Never Can Say Goodbye To Our Best Marshal
(Few leftists in Manhattan don’t have a story about Frances Axler Goldin. Many knew her in the Metropolitan Council on Housing, the organization she founded that saved the Lower East Side from Robert Moses. Others knew her familiar face from Occupy Wall Street, or from the LGBT Pride marches where she celebrated her lesbian daughters. I met her in 2006 when The Frances Goldin Literary Agency signed my book, through the tireless efforts of agent Sam Stoloff; and always thought of her as a godmother to half of NYC and all lefty writers. It was a shock, therefore, to learn of Goldin’s death at 96 from former Villager editor Lincoln Andersen, a journalist I and she had known for decades. I contacted my agent right away, with the subject line “I’m so sorry.” Stoloff agreed to share with Democratic Left the elegy below, adapted from his letter to the agency’s clients and friends. (Ed.)
It is with great sadness that I write to let you know that Frances Goldin passed away yesterday, Saturday May 16, at the age of 95, after years of declining health.
Those of you who knew her will remember her as a warm and powerful presence. She loved a good party, to laugh, to dance, and to eat, especially a good bialy or Puerto Rican pernil. She loved the Lower East Side of New York, with its immigrant, working-class, polyglot ethos. She was a devoted friend. But most of all she loved fighting for a good cause, whether it was against racist incarceration, for gay and lesbian dignity, decent housing for the homeless, the rights of the disabled, or Palestinian self-determination—among many others. But especially against predatory landlords and real estate developers.
I first met Frances around 1974, when I was a teenager, and she became perhaps the greatest influence in my life. My father, a city planner, got to know Frances and her partner Walter Thabit in progressive New York planning circles in the late 60’s. I would sometimes go bowling with Frances and Walter at Bowlmor Lanes on University Place, or play scrabble with them in Frances’s dining room (though they were very impatient with me when I couldn’t keep up). Frances was for me an awe-inspiring link to a long history of Jewish radicalism in New York, stretching through the 20th century.
One of her proudest accomplishments was the publication of a book, Imagine: Living in a Socialist USA, in 2014, with contributions from many agency clients and friends. She did not manage to get arrested for what she claimed would be the twelfth time, though she tried very hard during the Occupy Wall Street protests. And she did not live to see her greatest ambition realized: the freeing of Mumia Abu-Jamal from prison.

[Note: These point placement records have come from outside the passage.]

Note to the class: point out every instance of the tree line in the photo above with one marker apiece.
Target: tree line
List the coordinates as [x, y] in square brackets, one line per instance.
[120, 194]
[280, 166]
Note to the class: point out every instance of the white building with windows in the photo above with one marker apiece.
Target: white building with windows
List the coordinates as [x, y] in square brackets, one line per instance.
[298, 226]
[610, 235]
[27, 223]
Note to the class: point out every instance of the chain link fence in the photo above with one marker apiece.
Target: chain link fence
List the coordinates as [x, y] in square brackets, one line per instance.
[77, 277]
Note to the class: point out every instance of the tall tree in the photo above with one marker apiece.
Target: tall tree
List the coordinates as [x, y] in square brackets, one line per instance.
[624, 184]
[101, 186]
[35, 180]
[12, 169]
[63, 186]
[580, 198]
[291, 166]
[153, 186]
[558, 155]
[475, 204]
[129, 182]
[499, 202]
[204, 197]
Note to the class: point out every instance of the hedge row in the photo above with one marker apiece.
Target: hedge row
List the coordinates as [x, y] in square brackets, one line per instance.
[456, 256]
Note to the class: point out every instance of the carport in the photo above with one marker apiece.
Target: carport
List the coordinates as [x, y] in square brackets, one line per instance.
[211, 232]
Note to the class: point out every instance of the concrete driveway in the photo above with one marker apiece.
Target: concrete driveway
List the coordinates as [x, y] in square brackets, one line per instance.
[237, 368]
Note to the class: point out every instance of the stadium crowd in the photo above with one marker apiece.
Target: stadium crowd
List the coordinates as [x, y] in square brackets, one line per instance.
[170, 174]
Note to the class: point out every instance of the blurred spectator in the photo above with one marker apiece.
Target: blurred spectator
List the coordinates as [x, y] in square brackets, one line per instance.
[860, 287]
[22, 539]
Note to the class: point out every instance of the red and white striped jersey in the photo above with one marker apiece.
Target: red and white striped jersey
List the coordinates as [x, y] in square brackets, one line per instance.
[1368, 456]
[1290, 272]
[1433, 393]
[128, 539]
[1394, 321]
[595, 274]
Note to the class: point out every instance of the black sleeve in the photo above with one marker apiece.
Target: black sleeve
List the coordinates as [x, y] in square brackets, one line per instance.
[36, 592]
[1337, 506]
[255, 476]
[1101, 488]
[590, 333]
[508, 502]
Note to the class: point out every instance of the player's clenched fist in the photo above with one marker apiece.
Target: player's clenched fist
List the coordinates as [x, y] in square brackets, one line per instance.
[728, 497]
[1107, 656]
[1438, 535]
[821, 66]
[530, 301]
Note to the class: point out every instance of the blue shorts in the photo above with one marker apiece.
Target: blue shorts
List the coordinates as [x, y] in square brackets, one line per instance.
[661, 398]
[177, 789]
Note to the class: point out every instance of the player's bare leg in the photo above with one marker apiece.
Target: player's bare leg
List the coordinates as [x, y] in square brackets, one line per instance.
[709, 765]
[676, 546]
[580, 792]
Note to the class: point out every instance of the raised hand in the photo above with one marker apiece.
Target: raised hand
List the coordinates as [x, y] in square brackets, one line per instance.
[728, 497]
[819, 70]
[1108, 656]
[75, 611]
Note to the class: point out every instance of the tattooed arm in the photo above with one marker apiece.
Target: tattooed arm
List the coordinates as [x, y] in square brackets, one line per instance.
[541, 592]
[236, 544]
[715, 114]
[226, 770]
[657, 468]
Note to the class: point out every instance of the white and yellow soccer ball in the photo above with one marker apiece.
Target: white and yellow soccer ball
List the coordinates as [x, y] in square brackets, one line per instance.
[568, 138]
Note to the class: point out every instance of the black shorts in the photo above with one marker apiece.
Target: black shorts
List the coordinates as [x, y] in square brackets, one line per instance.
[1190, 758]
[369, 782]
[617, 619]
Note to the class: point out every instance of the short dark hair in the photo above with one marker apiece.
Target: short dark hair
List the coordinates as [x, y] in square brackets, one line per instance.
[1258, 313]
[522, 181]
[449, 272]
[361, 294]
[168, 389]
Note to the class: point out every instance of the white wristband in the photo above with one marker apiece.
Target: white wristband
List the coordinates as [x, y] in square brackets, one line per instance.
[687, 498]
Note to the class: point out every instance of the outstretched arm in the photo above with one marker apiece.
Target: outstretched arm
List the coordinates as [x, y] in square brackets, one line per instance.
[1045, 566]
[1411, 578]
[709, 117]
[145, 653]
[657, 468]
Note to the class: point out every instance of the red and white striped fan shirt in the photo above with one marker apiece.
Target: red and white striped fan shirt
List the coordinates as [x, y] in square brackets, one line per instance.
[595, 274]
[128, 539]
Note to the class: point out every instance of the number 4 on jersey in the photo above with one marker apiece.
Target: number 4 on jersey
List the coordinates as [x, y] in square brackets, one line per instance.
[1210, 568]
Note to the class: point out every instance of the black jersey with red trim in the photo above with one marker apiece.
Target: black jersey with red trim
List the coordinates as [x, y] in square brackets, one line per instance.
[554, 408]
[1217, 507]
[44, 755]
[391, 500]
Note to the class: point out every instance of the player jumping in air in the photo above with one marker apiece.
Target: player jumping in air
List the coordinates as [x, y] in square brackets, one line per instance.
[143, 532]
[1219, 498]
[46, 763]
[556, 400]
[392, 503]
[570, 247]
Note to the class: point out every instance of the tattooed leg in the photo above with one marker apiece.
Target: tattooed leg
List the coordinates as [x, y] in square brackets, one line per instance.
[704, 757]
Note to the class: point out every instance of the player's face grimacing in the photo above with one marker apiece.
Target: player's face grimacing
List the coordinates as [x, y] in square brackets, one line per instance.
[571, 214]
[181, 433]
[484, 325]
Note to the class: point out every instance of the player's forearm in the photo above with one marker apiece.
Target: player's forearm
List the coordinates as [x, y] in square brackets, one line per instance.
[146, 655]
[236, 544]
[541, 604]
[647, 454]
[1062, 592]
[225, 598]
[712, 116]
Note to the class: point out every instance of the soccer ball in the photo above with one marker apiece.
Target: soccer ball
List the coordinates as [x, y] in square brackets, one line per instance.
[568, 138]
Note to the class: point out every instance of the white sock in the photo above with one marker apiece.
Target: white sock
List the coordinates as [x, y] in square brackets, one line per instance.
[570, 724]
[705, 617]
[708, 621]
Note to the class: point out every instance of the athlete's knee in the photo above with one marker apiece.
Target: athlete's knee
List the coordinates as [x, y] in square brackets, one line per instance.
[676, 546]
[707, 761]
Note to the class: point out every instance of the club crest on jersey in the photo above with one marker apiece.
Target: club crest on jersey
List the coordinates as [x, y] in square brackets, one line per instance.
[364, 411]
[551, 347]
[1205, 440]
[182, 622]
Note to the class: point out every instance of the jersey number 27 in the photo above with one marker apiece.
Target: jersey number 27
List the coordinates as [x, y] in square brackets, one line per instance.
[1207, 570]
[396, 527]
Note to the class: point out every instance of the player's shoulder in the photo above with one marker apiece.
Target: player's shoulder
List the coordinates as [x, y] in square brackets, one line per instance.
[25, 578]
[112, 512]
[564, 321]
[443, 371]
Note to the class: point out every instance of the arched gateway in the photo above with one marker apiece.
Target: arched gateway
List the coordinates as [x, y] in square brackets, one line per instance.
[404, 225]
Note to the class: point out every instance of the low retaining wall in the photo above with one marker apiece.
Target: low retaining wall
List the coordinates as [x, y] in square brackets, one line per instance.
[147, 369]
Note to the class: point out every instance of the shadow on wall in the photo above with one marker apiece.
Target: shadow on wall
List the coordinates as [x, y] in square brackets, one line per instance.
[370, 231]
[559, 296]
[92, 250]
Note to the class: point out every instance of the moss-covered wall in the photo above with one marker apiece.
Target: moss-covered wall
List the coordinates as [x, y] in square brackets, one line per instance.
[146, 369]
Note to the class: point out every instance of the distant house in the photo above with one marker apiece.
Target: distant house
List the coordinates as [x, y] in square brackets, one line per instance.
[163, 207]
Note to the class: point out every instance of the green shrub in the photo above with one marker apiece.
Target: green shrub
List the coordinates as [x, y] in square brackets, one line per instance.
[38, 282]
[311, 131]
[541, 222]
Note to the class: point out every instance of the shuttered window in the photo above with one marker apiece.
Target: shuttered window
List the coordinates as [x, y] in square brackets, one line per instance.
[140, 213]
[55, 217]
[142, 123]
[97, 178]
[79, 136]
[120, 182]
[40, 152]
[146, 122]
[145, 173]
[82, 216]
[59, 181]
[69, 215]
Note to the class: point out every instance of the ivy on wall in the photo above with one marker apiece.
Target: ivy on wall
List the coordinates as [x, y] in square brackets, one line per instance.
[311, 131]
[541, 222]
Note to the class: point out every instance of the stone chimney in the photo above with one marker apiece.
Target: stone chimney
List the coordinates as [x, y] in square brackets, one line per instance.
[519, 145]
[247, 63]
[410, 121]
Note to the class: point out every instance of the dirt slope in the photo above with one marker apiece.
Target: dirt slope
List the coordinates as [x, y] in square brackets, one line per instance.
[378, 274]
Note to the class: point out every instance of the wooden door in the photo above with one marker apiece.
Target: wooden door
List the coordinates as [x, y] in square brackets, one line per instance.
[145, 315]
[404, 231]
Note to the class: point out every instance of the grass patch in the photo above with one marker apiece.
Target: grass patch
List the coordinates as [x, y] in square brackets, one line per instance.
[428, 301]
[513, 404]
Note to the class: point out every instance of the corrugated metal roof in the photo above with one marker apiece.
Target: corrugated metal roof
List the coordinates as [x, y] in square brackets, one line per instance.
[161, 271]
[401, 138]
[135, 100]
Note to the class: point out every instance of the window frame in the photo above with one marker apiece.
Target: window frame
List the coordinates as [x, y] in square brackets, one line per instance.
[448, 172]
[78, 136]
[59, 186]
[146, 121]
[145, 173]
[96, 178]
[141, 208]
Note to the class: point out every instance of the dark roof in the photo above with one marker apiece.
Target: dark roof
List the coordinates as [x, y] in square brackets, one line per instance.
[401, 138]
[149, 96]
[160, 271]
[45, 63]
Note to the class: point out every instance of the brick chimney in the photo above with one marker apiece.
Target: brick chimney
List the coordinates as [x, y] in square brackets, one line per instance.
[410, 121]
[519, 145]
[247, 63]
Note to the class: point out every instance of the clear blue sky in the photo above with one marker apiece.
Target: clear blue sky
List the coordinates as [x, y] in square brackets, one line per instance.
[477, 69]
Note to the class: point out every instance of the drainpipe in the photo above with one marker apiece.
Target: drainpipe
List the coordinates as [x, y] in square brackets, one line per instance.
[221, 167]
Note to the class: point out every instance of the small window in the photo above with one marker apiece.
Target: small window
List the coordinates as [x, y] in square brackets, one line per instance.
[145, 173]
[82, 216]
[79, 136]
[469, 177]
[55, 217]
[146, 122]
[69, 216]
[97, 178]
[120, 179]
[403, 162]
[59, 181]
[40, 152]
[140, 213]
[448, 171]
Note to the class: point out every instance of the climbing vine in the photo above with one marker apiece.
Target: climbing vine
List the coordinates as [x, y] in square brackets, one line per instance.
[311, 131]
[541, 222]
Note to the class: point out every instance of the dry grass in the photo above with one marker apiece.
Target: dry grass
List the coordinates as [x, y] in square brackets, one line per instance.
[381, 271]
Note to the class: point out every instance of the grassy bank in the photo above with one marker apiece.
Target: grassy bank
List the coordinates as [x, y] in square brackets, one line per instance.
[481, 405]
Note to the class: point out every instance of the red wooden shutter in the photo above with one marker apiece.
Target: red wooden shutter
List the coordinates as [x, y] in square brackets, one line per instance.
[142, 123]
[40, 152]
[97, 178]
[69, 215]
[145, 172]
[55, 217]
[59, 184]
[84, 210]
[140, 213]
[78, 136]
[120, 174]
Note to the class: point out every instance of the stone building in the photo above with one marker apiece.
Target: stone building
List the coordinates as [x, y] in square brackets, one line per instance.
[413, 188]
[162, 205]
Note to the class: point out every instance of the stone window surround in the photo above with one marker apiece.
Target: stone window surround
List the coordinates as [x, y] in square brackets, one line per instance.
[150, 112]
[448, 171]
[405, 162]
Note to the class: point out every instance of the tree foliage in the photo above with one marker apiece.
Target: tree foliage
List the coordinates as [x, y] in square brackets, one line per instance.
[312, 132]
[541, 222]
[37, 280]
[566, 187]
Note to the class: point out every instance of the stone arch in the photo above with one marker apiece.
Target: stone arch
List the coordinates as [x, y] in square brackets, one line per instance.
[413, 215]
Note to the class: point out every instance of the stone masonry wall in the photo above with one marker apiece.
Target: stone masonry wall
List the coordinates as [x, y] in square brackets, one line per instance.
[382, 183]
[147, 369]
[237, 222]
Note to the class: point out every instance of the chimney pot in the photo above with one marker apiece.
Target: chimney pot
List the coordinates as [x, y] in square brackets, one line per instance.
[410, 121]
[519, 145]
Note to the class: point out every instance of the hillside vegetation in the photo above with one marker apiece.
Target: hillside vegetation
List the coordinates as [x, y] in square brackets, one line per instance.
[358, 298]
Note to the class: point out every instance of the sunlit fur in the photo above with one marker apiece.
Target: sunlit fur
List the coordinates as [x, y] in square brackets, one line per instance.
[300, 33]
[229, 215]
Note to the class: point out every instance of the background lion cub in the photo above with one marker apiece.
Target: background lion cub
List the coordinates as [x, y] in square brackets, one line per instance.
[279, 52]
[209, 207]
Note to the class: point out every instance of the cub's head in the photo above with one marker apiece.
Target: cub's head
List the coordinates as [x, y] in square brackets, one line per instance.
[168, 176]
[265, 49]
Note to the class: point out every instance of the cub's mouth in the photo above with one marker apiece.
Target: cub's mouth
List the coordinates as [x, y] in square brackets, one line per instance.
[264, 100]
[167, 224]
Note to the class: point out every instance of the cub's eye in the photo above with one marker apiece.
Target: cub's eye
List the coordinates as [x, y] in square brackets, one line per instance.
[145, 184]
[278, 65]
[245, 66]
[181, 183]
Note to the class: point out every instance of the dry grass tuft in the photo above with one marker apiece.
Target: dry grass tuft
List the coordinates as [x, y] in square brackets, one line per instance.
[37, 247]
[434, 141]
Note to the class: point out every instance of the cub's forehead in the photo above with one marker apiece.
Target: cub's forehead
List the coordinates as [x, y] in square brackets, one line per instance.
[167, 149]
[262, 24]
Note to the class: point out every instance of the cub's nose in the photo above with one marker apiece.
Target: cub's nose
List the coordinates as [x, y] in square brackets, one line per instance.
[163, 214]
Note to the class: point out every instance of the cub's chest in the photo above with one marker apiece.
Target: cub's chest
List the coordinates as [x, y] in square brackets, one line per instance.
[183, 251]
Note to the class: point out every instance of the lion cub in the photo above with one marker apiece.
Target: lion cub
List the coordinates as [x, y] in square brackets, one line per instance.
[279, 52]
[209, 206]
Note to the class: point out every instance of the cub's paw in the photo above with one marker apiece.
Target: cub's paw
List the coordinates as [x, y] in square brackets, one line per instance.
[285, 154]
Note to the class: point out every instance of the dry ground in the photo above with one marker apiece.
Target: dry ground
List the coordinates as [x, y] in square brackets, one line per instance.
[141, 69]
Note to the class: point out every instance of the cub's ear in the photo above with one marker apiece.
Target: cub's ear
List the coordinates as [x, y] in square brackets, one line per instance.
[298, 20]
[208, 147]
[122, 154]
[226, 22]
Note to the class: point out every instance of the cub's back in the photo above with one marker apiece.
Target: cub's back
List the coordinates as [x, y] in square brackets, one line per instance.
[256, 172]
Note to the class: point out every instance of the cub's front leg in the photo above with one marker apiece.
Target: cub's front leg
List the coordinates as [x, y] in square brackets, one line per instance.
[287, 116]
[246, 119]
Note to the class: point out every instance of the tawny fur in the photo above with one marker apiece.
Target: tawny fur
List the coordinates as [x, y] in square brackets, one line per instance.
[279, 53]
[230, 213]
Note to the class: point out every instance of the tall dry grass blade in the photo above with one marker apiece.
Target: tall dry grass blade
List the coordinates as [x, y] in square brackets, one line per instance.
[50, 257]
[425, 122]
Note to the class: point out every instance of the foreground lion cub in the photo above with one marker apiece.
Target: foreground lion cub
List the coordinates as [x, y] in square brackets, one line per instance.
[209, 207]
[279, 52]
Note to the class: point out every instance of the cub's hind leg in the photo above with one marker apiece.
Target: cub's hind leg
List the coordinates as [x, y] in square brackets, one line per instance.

But these were only her latest efforts to achieve justice, in a life filled with them.
We are proud to carry on the work that she started at the Frances Goldin Literary Agency, now in its 43rd year and going strong. The agency has changed with the times, but we will continue to dedicate ourselves to the work that Frances began: the fight for self-determination for all people.
As Frances would always say, a better world is possible.